Based on what we have seen and heard in the last few weeks, the Mitch McConnell-Alison Lundergan Grimes race for the U. S. Senate in 2014 will be a humdinger.

It also promises to be the most expensive statewide campaign in Kentucky history with some estimates in the range of $40 million.

McConnell spent $20 million to keep his seat for a fifth term in 2008. He already has raised $15 million for 2014 and the primary still is nine months away.

Grimes has barely started to raise money and an effort to convince county clerks to donate to her campaign misfired badly last week when the state’s Republican clerks complained.

She also has been criticized for a less-than-spectacular announcement event on a sweltering Frankfort day in a building without air conditioning.

And she did it with no other Democratic officeholders, such as Gov. Steve Beshear, standing there as cheerleaders.

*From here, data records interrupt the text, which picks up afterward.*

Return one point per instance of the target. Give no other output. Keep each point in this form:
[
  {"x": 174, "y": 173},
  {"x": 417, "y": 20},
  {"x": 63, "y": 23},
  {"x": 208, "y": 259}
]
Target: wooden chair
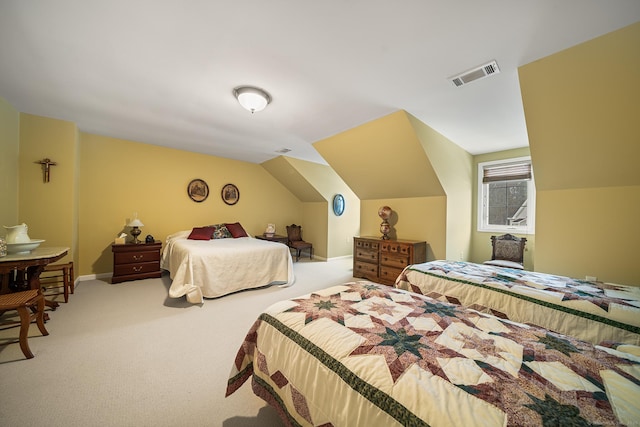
[
  {"x": 56, "y": 276},
  {"x": 30, "y": 306},
  {"x": 294, "y": 241},
  {"x": 508, "y": 251}
]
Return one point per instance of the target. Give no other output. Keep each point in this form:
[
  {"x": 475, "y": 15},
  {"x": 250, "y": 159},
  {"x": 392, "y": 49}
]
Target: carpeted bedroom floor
[{"x": 127, "y": 355}]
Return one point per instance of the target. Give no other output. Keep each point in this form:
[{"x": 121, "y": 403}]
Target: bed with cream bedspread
[
  {"x": 591, "y": 311},
  {"x": 212, "y": 268}
]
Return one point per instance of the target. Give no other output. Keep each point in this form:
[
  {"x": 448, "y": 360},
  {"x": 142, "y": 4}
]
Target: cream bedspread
[{"x": 213, "y": 268}]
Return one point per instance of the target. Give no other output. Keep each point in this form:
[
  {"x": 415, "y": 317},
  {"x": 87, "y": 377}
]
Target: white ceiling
[{"x": 162, "y": 72}]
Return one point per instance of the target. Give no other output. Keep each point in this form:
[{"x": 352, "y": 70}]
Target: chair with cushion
[
  {"x": 30, "y": 306},
  {"x": 294, "y": 241},
  {"x": 56, "y": 276},
  {"x": 508, "y": 251}
]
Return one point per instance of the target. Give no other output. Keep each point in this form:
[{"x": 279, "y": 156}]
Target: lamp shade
[
  {"x": 252, "y": 98},
  {"x": 135, "y": 223}
]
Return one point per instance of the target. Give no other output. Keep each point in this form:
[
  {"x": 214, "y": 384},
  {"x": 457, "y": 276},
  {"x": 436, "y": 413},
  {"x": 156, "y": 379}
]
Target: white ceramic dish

And, to some, the worst miscue was that she only had a very modest campaign website online at the time.

Then she literally disappeared from public view for a few days to organize her campaign staff and get ready for a formal announcement of her intention to send McConnell back to Louisville after 30 years in Washington.

The senator also drew some negatives as the Washington press corps claimed he was not a key player in the compromise agreement which averted a showdown over the filibuster rule requiring 60 votes to shut off debate on the Senate floor.

Both McConnell and Grimes say they will participate in the annual Fancy Farm political picnic on Saturday, Aug. 3, in far Western Kentucky.

Based on what the two have said to and about each other at this early stage of the campaign, Fancy Farm should be a donnybrook.

We can expect each candidate to have signs and vocal supporters who will cheer their choice while heckling their opponent.

It is political theatre at its best and KET has announced it will televise the fracas live across the state.

In our view, the Senate race will be a hard fought, even nasty contest pitting the bare knuckle, big money tactics of McConnell against the organizational skills and personal charm of Grimes, a relative newcomer to statewide politics holding office for the first time.

Democrats see the race as a rare opportunity to unseat McConnell, whose opinion poll numbers are down in Kentucky.

But students of political history know that the wily McConnell has a history of surviving tough races.